Le RGPD prévoit pour ce type d’incidents des sanctions pouvant atteindre 4% du chiffre d’affaires.

“S’il existe un risque élevé pour les droits et libertés des personnes physiques, les entreprises doivent également notifier individuellement” les victimes de la fuite, a précisé auprès de l’AFP le secrétaire général de la Cnil Louis Dutheillet de Lamothe.

“Je suis du genre +vivons heureux vivons caché+”, mais “qu’est-ce qu’on peut faire face à ça?”, s’interroge Amélie, 34 ans, autre victime interrogée par l’AFP. “Je n’ai pas une vie passionnante à ce niveau-là, quel est leur intérêt?”

“Je ne sais pas quoi faire, c’est la première fois que ça m’arrive”, avoue la jeune maman. “Est-ce que le gouvernement va retirer tout cela ?”

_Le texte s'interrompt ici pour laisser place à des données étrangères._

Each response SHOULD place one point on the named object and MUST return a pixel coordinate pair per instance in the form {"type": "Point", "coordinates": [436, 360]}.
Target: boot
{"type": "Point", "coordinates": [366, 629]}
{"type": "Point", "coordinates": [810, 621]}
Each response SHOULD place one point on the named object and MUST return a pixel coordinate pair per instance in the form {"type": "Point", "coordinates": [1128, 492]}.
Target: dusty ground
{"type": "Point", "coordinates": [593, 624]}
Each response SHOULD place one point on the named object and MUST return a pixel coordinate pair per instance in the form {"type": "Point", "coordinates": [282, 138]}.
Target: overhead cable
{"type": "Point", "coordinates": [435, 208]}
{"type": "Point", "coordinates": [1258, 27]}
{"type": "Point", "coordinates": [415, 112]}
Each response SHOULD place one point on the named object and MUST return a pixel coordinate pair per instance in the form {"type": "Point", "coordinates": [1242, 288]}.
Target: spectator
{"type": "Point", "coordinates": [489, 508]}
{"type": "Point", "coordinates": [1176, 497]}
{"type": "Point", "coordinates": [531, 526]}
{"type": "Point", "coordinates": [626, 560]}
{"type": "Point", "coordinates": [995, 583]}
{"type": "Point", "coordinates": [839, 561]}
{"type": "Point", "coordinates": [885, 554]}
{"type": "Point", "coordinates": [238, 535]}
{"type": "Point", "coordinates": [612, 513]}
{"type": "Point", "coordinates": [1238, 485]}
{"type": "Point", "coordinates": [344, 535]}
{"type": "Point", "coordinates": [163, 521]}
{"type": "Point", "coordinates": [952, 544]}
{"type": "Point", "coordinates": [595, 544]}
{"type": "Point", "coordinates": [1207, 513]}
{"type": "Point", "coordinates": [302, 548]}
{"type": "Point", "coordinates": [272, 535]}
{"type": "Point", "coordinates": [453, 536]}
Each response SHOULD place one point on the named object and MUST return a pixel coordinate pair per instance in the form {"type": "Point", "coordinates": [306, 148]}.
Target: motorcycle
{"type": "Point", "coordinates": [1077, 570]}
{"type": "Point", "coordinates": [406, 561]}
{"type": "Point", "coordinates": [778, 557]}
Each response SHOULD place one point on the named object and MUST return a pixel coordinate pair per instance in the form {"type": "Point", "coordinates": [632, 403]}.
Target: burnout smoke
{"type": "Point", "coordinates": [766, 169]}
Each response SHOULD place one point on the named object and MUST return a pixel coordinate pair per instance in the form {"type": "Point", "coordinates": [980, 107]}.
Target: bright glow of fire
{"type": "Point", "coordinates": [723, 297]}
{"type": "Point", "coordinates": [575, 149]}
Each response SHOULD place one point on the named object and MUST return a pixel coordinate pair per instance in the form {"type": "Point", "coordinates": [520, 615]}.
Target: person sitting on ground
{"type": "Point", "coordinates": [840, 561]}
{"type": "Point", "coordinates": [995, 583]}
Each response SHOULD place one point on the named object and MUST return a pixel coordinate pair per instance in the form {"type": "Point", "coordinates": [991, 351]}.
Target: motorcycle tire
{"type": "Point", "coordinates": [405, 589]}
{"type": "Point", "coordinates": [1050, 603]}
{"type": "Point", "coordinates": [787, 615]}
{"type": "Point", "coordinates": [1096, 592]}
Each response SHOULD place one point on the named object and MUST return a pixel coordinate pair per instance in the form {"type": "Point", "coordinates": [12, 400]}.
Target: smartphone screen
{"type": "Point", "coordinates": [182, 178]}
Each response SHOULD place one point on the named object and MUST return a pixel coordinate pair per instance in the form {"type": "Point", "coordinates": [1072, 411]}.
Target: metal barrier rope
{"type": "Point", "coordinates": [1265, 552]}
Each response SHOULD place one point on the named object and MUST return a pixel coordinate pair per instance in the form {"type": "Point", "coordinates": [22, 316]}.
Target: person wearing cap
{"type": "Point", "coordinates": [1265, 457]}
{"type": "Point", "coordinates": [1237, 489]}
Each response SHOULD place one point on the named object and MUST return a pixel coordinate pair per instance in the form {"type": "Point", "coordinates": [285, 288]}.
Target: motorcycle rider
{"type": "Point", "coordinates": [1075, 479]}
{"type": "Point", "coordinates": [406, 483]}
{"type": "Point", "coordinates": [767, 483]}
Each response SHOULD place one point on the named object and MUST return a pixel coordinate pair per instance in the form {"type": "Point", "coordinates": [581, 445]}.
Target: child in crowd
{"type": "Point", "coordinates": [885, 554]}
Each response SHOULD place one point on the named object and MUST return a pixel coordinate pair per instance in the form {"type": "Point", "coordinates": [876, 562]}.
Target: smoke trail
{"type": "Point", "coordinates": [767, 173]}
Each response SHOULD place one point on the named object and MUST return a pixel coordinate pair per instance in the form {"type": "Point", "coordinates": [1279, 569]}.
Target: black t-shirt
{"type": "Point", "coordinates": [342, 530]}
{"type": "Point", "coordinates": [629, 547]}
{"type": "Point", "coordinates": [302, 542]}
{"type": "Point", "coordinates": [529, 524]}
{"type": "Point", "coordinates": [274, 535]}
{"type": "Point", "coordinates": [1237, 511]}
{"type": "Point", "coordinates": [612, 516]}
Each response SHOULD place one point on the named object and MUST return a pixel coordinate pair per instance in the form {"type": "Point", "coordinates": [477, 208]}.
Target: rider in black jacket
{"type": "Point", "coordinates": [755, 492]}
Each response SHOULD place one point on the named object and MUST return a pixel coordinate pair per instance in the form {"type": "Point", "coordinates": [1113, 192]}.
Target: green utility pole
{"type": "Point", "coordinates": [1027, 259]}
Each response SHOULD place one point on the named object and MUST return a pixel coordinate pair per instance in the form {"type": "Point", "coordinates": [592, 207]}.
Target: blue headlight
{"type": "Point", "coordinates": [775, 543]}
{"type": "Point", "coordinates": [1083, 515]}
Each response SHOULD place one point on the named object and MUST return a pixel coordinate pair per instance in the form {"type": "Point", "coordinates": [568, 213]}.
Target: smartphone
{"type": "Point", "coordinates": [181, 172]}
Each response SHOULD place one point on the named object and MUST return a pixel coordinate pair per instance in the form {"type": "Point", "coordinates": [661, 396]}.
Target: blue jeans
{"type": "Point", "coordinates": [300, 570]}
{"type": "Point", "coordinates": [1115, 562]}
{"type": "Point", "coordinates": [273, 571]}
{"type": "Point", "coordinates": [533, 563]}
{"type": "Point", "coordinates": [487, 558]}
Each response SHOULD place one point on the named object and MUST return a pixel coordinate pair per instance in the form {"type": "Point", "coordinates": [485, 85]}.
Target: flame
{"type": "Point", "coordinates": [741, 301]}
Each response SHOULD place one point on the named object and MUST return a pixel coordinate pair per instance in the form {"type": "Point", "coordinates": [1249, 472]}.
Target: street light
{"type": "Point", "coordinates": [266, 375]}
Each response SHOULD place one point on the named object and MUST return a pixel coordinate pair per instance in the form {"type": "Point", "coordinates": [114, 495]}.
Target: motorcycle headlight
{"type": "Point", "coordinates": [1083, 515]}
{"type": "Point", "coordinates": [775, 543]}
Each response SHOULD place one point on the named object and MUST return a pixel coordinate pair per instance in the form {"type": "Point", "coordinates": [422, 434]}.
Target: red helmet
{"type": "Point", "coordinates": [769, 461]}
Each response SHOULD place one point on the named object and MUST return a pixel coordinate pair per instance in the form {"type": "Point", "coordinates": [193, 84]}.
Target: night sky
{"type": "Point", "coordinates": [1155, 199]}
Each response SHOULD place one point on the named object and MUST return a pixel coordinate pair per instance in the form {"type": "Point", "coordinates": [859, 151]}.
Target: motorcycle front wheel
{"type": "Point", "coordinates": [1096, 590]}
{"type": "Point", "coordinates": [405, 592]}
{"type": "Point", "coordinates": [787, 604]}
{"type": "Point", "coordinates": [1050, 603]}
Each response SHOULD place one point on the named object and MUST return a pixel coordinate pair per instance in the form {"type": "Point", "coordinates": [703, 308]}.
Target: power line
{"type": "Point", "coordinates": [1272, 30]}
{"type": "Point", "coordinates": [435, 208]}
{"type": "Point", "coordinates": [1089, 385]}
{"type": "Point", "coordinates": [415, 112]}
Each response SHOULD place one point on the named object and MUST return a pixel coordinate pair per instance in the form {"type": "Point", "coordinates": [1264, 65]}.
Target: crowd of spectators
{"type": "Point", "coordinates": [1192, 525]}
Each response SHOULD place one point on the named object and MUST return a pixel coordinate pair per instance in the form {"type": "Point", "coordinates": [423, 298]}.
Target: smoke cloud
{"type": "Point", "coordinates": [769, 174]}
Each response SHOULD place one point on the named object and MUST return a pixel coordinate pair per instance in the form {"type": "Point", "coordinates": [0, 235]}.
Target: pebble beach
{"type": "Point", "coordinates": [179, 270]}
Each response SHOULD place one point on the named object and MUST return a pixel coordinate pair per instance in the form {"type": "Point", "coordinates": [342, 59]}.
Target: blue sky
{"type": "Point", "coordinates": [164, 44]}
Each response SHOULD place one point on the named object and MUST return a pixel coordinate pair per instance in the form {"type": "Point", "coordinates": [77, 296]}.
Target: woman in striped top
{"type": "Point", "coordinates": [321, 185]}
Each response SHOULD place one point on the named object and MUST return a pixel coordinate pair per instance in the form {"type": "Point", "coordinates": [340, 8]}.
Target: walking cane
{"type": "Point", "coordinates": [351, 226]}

Selon Damien Bancal, journaliste spécialisé qui a le premier identifié la fuite le 14 février sur son blog Zataz, ce fichier était l’objet d’une négociation commerciale entre plusieurs pirates sur un groupe Telegram spécialisé dans l’échange de bases de données volées. L’un d’entre eux l’a diffusé sur le web à la suite d’une dispute.

“500.000 données, c’est déjà énorme et rien n’empêche de penser que les pirates en possèdent encore beaucoup plus”, a-t-il indiqué à l’AFP.

Cette fuite massive de données médicales survient dans un contexte de cyberattaques visant de plus en plus les établissements de santé.

“Il y a eu 27 cyberattaques d’hôpitaux en 2020 et depuis le début de l’année 2021, c’est une attaque par semaine”, relevait ainsi la semaine dernière le secrétaire d’État chargé du numérique Cédric O.

Ces hôpitaux, laboratoires ou plates-formes, qui gèrent des données sensibles, sont devenus des cibles privilégiées depuis la crise sanitaire. Le président Emmanuel Macron a présenté le 18 février un plan d’un milliard d’euros destiné à renforcer leur cybersécurité.